Now, there’s nothing intrinsically wrong with leverage or growth. The problem is the potential for the complexity they cause.

Small businesses and solopreneurs often have great advantage over larger enterprises because they are more efficient, fleeter of foot; more able to bob and weave and adapt to change.

They’re clearer about their visions, their missions, and the problems they solve.

They can craft their cultures and engage their teams more mindfully.

They’re more deft at nurturing passion and focus, which brings with it clarity of outcome.

Larger organizations, because of structural constraints like committees and policies and procedures, have the propensity to be less creative, more cumbersome, and rote.

And with layers and structure come fixed cost and overhead.

With big, the business model can become complicated. You need to be able to describe your business to your 8th grade daughter or your nephew in a way that he or she can understand it. Because, if they can’t understand it, how will your customer?

Big, too, can become confusing in terms of mission and purpose. As a business grows, it becomes harder to convey and sustain the founding vision, the original passion, and the fundamental cultural values.

Effecting change in a large complex enterprise, especially in times of crisis, can be like turning a supertanker from the crashing waves of a reef: laborious and slow and fraught with danger.

Big can also take on a life of its own, which may be good if you’re planning successive generations of management; or are creating a model for passive income; or are growing your business to sell it But if you envision wanting to escape someday, big may not be so good. One surgeon that I know would love to retire; but he has no clue how to disentangle himself from the equipment leases, the machinery, the phone systems, the layers of personnel and the crushing burden of malpractice insurance. He is a prisoner in his business, a hostage to the hungry “monster” he has built.

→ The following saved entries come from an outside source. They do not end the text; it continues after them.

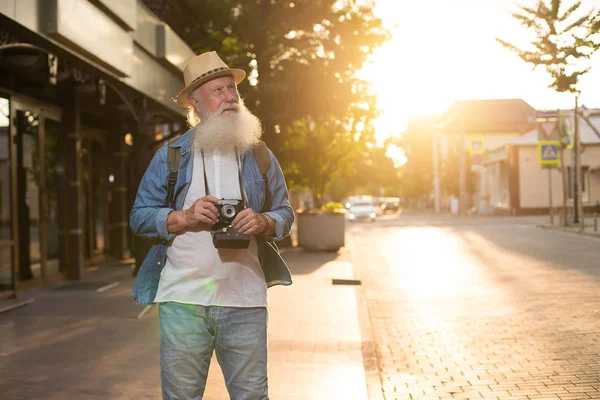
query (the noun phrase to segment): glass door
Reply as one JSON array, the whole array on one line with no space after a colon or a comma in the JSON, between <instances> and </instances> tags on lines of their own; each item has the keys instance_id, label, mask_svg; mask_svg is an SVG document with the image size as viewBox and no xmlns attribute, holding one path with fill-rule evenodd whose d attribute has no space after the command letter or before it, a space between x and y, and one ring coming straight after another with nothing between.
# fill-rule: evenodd
<instances>
[{"instance_id":1,"label":"glass door","mask_svg":"<svg viewBox=\"0 0 600 400\"><path fill-rule=\"evenodd\" d=\"M16 283L60 277L58 110L12 99L17 220Z\"/></svg>"},{"instance_id":2,"label":"glass door","mask_svg":"<svg viewBox=\"0 0 600 400\"><path fill-rule=\"evenodd\" d=\"M10 101L0 97L0 298L12 296L14 240L11 199Z\"/></svg>"},{"instance_id":3,"label":"glass door","mask_svg":"<svg viewBox=\"0 0 600 400\"><path fill-rule=\"evenodd\" d=\"M105 258L106 144L104 131L82 128L82 193L85 205L85 254L93 264Z\"/></svg>"},{"instance_id":4,"label":"glass door","mask_svg":"<svg viewBox=\"0 0 600 400\"><path fill-rule=\"evenodd\" d=\"M61 234L60 212L59 205L61 204L59 188L61 184L62 164L58 149L60 121L53 118L51 115L44 115L44 135L42 148L45 157L45 179L42 202L42 220L45 228L45 273L44 276L48 279L53 276L61 276L64 272L64 263L59 261L60 257L60 239L64 236ZM60 216L60 217L59 217Z\"/></svg>"}]
</instances>

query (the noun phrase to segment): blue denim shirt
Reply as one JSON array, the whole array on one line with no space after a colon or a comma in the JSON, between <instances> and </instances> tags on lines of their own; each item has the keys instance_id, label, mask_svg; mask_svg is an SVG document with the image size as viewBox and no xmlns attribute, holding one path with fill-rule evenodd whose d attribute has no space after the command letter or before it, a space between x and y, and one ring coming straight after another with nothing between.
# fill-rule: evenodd
<instances>
[{"instance_id":1,"label":"blue denim shirt","mask_svg":"<svg viewBox=\"0 0 600 400\"><path fill-rule=\"evenodd\" d=\"M175 234L169 233L167 228L167 218L173 211L167 202L167 177L169 175L167 146L169 144L160 148L150 162L140 182L129 216L131 229L135 234L155 239L131 291L131 297L138 304L153 304L160 274L166 261L167 248L175 237ZM181 210L192 181L194 160L192 132L188 131L172 146L181 148L181 162L174 196L175 209ZM281 258L274 241L287 236L294 222L294 211L288 200L281 167L273 153L271 151L269 153L271 165L267 172L267 178L271 192L271 209L266 214L275 221L275 236L256 236L258 257L267 287L292 283L290 271ZM242 157L242 180L249 207L256 212L261 212L265 202L265 184L253 151L247 152Z\"/></svg>"}]
</instances>

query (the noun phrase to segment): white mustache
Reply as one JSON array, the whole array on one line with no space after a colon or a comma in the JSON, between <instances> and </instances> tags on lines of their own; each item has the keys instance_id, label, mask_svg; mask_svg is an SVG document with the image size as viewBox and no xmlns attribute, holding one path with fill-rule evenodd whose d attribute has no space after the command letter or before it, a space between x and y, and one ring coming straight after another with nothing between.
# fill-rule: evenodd
<instances>
[{"instance_id":1,"label":"white mustache","mask_svg":"<svg viewBox=\"0 0 600 400\"><path fill-rule=\"evenodd\" d=\"M219 107L219 114L224 113L225 111L228 110L233 110L233 111L239 111L240 110L240 106L237 103L229 103L229 104L225 104L224 106Z\"/></svg>"}]
</instances>

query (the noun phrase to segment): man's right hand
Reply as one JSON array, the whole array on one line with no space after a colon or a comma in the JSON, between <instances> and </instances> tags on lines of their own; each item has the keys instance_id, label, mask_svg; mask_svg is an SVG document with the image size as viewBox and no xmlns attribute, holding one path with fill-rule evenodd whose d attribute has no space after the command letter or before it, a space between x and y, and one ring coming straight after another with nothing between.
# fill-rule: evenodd
<instances>
[{"instance_id":1,"label":"man's right hand","mask_svg":"<svg viewBox=\"0 0 600 400\"><path fill-rule=\"evenodd\" d=\"M184 210L187 227L195 227L200 223L214 225L217 223L217 207L219 199L214 196L204 196L197 199L187 210Z\"/></svg>"},{"instance_id":2,"label":"man's right hand","mask_svg":"<svg viewBox=\"0 0 600 400\"><path fill-rule=\"evenodd\" d=\"M204 196L197 199L187 210L173 211L167 219L169 233L196 229L202 224L210 228L217 222L216 204L219 204L219 199L214 196Z\"/></svg>"}]
</instances>

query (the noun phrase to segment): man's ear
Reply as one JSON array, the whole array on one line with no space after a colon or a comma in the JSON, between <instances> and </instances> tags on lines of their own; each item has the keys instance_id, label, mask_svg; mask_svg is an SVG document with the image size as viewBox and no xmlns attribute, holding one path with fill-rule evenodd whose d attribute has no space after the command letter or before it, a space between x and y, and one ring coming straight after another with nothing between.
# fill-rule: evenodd
<instances>
[{"instance_id":1,"label":"man's ear","mask_svg":"<svg viewBox=\"0 0 600 400\"><path fill-rule=\"evenodd\" d=\"M194 96L192 96L191 93L190 93L188 99L189 99L190 104L192 105L192 107L194 107L194 110L197 110L198 106L200 105L200 104L198 104L198 100Z\"/></svg>"}]
</instances>

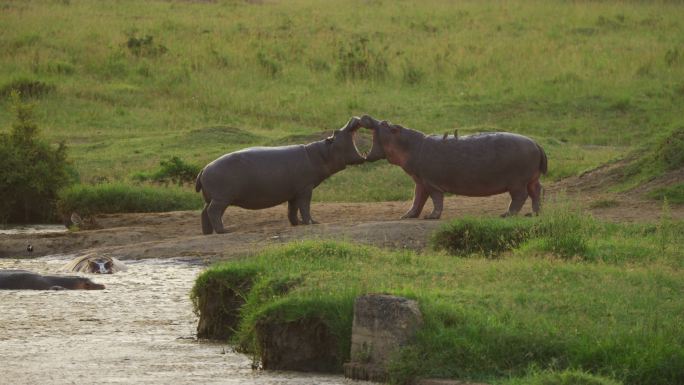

Often one of the fundamental reasons that business fail, according to Jim Collins, author of the business classic Good to Great, is because of “the undisciplined pursuit of more.” Greg McKeown, author of the recent best seller Essentialism, suggests that, in the alternative, success comes from “the disciplined pursuit of less.” Screenshot 2014-07-23 06.36.31

So next time you hit a speed bump, instead of automatically seeking to add something to the mix, why not ask instead,

• What should I be doing less of?
• What should I eliminate?
• What should I make simpler and easier?

Simple became an obsession for Jobs. It’s not a bad one to have.